We have seen The Creator, where humans are at war with intelligent robots.
The director of Rogue One: A Star Wars Story, British Gareth Edwards, is back with a unique science fiction adventure - here is our review of The Creator.
The Creator is about humanity being at war with intelligent robots after an atomic bomb attack on Los Angeles. The only area that still allows robots in society is Asia, where the US military is now searching for the robots' new super weapon - which turns out to be a small robot child.
There are explosions galore in The Creator.
The main character, Joshua, defies his orders and decides to save the child, hoping that her knowledge can lead him to his lost wife. But the clock is ticking because the US military will stop at nothing to eradicate the robots from the face of the earth once and for all.
In the lead roles of the film, we see Madeleine Yuna Voyles as the AI child, Alphie, and John David Washington as her protector, Joshua. The supporting roles include Gemma Chan as Joshua's wife, Maya, Ken Watanabe as her father, Harun, and Allison Janney as Colonel Howell, who is pursuing them.
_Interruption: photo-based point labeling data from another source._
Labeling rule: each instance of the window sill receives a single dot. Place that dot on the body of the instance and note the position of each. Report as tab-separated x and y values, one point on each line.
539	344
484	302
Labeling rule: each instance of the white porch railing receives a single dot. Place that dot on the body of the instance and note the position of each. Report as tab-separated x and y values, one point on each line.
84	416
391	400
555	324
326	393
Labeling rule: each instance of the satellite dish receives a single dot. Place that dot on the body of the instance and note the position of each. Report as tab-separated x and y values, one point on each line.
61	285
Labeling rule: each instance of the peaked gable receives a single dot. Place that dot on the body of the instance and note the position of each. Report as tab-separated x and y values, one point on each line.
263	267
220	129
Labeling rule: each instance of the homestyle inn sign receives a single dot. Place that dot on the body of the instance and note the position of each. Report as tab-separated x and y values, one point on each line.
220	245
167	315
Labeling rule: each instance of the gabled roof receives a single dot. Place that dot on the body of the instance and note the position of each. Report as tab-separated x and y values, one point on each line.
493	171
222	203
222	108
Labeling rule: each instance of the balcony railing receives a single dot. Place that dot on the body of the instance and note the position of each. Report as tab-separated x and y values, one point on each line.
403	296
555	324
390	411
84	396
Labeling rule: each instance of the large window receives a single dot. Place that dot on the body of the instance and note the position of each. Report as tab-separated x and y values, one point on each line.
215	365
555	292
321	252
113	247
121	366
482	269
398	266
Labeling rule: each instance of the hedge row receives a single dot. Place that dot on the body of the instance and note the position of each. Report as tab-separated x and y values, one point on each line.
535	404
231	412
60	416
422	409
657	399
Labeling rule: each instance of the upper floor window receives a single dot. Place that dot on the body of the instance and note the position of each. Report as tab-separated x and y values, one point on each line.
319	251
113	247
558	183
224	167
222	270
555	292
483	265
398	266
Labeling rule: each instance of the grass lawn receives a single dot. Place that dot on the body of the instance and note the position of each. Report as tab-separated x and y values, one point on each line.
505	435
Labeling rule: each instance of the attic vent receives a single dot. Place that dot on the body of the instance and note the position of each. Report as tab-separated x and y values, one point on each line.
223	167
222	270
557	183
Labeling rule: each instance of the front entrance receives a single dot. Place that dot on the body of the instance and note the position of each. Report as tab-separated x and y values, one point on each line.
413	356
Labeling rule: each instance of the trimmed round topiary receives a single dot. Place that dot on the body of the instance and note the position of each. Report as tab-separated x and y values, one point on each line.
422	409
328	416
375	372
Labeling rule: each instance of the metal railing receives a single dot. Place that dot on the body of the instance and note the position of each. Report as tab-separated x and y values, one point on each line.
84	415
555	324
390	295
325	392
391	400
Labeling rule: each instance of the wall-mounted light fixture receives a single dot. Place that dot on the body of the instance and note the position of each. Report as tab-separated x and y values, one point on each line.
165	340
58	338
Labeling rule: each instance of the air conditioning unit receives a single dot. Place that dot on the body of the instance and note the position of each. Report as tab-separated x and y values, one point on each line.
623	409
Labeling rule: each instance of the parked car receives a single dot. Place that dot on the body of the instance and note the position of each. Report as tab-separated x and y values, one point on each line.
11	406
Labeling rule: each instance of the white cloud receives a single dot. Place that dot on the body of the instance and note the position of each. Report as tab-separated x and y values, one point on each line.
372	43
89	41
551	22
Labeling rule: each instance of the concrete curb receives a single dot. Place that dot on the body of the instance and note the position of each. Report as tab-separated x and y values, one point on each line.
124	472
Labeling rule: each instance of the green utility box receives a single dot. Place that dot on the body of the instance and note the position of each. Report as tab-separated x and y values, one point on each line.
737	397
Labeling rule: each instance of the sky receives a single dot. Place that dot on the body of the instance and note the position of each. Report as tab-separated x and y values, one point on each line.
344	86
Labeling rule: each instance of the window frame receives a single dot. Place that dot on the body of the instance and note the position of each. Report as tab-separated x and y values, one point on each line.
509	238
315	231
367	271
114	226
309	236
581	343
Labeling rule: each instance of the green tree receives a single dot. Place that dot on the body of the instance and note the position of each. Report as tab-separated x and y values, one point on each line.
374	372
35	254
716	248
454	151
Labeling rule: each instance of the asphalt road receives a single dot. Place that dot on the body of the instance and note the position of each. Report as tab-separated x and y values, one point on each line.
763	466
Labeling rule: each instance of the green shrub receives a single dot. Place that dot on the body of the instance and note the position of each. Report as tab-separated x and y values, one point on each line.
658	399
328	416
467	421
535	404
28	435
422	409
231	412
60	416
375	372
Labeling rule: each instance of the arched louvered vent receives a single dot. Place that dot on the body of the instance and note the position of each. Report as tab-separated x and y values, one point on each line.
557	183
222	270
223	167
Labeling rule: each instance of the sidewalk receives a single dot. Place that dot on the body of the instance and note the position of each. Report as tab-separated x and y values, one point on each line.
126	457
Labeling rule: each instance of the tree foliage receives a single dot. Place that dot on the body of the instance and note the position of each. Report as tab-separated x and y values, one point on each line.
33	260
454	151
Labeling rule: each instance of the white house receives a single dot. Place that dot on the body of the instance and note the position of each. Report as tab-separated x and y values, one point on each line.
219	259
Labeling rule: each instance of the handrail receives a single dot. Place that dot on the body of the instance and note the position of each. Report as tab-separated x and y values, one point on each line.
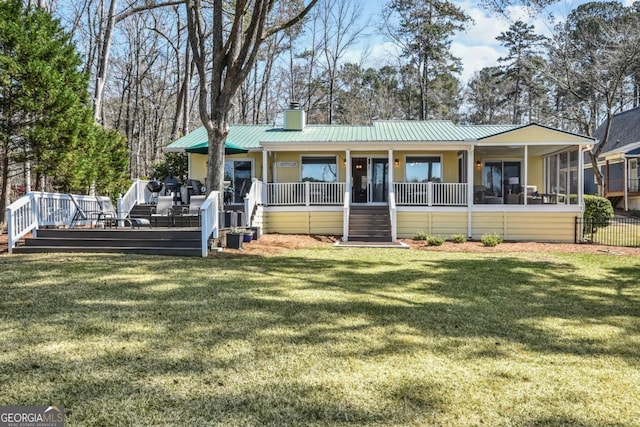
345	207
393	215
134	195
39	209
21	219
209	219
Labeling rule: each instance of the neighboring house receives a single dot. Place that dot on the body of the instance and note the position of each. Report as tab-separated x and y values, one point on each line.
618	161
429	176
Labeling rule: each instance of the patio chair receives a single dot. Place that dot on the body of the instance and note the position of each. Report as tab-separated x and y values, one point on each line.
80	214
163	209
108	215
193	211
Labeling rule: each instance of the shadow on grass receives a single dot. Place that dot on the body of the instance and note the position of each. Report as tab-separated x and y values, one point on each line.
207	336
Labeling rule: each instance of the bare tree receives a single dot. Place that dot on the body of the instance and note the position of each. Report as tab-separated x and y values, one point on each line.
230	47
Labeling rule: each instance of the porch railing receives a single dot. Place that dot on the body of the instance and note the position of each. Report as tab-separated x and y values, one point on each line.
305	193
136	194
40	209
430	193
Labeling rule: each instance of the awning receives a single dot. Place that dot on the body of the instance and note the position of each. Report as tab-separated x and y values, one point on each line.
229	148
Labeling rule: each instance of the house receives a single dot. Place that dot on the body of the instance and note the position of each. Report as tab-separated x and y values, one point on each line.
618	161
522	182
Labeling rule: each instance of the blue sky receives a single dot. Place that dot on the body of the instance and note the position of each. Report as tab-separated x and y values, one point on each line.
477	46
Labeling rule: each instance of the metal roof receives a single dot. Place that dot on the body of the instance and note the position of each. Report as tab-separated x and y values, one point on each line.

Gemma Chan in The Creator.
The little girl, Madeleine Yuna Voyles, proves to be an impressive child actress, and the supporting roles do their part even though the dialogue is strained at times. However, we have an issue with John David Washington, and that is that he is not a good enough actor to have a lead role in this way - he simply doesn't measure up, and his performance feels unnatural.
The film takes place largely in Asia, and we are treated to a multitude of beautiful landscapes and awe-inspiring scenes. The cinematographer, Oren Soffer, makes his big film debut with The Creator, and it certainly looks like a true blockbuster. Many scenes are shot at sunset, nighttime, or sunrise - they make the most of the views in Thailand.
Something that the average person may not care about too much is the fact that the film is entirely shot on a consumer camera from Sony, a Sony FX3, rather than a professional film camera. It's cool, but it doesn't give the film any bonus points.
German Hans Zimmer is one of the world's most renowned film composers with a wealth of classic music pieces under his belt, but in this film, he seems to have taken a backseat. While there are some beautiful moments in the film's music, it is mostly quiet and understated. It's not exactly the type of film music one expects when seeing a name on the poster.
The Creator is a unique film in that it doesn't belong to any franchise and is not based on any other material or series. That makes it feel refreshing and something to appreciate just for that reason. Additionally, it's a low-budget film that looks much more expensive than it is, which is an achievement in itself.
A robot soldier in The Creator.
Unfortunately, it also feels at the same time like an underdeveloped concept, where more depth should have been explored in the war between humans and AI; there should be more beneath the surface, but there isn't. In the end, the film mostly feels like a spectacle with too many war scenes, which honestly becomes tiresome towards the end.
- A unique concept with interesting ideas
- The film doesn't delve deep into the questions it raises about consciousness and AI
The Creator gets the score 6 out of 10.